South Korea Starbucks
The cafe, which officially opened for its first day of business on Friday, is located in Aegibong Peace Ecopark in Gimpo city. SeongJoon Cho/Getty Images

Starbucks has just opened a coffee shop on an observation tower near one of the world's most heavily armed borders: the Korean Demilitarized Zone (DMZ), at the border between North and South Korea.

The cafe, which officially opened for its first day of business on Friday, is located in Aegibong Peace Ecopark in Gimpo city. It is attached to an observation deck where people can see across the Jo River into North Korea, reported CNN.

Weather permitting, patrons of the Starbucks may be able to see buildings in Kaepung County across the border. However, with a good camera or visual aids such as binoculars, patrons might even be able to spot people in North Korea.

"I wish I could share this tasty coffee with the people living in North Korea right in front of us," local resident Baek Hea-soon, 48, told Reuters.

"The concept of security felt rigid and tense, but now, with this cafe here, it feels more peaceful and reassuring," Lim Jong-chul, an 80-year-old patron who fought in the Vietnam War, told the outlet.

Starbucks' latest outpost has helped South Koreans feel a sense of calm in regard to their nation's relationship with North Korea, despite tensions ebbing and flowing over the past year. In October, Pyongyang seemingly moved away from its goals of unification when it blew up inter-Korean roads and railways.
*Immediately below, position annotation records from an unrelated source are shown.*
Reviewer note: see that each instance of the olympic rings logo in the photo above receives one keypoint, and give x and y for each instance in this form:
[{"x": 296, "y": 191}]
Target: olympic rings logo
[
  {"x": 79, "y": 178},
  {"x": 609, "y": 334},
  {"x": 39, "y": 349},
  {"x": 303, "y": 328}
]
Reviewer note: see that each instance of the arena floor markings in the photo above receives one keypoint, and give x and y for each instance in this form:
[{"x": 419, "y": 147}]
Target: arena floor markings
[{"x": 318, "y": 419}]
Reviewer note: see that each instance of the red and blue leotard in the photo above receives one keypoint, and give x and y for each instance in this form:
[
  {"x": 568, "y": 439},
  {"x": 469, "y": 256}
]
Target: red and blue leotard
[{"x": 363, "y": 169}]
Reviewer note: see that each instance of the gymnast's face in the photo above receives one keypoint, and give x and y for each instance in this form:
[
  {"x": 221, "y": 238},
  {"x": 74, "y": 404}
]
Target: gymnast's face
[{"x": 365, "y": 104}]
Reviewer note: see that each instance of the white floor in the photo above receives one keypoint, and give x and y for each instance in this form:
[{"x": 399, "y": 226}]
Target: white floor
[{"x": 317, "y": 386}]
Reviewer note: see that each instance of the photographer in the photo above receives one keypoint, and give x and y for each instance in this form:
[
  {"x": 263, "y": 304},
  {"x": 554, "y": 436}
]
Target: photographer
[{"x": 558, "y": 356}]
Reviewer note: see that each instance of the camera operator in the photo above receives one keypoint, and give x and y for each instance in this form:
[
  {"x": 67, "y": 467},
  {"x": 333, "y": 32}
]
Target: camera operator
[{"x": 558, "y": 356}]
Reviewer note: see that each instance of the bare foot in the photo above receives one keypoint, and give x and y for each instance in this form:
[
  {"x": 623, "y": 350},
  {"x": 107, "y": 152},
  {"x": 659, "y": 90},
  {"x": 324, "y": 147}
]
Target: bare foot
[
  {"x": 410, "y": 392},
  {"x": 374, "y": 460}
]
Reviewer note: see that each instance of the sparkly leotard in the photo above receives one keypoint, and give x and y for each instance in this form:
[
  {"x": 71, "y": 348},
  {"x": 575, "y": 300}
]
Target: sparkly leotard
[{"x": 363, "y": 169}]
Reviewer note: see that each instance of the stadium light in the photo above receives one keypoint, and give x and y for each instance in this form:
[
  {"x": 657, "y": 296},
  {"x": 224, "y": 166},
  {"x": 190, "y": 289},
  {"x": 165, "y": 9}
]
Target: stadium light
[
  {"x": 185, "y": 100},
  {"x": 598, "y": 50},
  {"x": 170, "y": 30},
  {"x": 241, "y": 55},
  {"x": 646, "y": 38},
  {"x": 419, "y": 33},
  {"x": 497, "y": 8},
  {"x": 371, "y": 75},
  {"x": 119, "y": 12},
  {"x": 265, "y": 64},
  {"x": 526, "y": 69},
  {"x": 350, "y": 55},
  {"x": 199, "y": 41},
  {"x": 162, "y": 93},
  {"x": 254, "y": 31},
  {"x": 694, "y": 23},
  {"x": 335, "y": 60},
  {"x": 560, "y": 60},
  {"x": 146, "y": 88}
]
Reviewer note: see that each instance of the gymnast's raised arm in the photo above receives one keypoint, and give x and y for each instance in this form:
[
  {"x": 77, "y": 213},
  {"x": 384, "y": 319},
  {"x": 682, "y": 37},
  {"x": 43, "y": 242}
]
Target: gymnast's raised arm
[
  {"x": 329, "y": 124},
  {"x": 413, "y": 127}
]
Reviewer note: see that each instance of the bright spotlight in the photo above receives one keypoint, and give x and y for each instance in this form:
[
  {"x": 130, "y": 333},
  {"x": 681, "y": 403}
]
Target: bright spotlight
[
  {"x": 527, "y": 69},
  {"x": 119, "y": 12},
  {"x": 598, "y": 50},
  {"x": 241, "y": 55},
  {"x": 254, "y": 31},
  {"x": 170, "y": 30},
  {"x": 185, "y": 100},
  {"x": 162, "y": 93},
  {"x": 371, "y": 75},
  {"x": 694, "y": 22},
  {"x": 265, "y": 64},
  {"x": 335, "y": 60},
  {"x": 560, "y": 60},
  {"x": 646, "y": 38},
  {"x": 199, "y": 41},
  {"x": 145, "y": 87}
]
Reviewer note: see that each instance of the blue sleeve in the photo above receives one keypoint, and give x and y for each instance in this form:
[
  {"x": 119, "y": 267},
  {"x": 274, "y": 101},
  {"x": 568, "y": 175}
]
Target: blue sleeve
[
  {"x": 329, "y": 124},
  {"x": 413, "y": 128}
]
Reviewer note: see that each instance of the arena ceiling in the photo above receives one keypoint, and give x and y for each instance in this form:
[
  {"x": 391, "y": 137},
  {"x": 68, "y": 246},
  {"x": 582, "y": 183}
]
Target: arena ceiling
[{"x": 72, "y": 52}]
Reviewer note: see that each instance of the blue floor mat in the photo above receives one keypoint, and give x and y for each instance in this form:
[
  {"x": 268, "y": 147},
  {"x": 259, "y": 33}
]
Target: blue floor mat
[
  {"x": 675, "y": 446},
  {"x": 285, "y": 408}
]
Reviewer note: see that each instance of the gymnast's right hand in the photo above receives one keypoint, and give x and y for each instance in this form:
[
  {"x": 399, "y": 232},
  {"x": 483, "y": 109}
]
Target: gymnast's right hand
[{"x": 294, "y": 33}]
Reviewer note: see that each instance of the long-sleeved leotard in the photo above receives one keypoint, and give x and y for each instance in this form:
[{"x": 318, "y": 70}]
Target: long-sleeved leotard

North Korea has also frequently sent balloons carrying trash into South Korean airspace, with one even making it to Seoul's presidential compound.

"People used to think of this area near the North Korean border as a dark and gloomy place," Kim Byung-soo, mayor of Gimpo, told NBC News. "But now ... this place could now become an important tourist destination for security [and] peace that can be seen as young, bright and warm."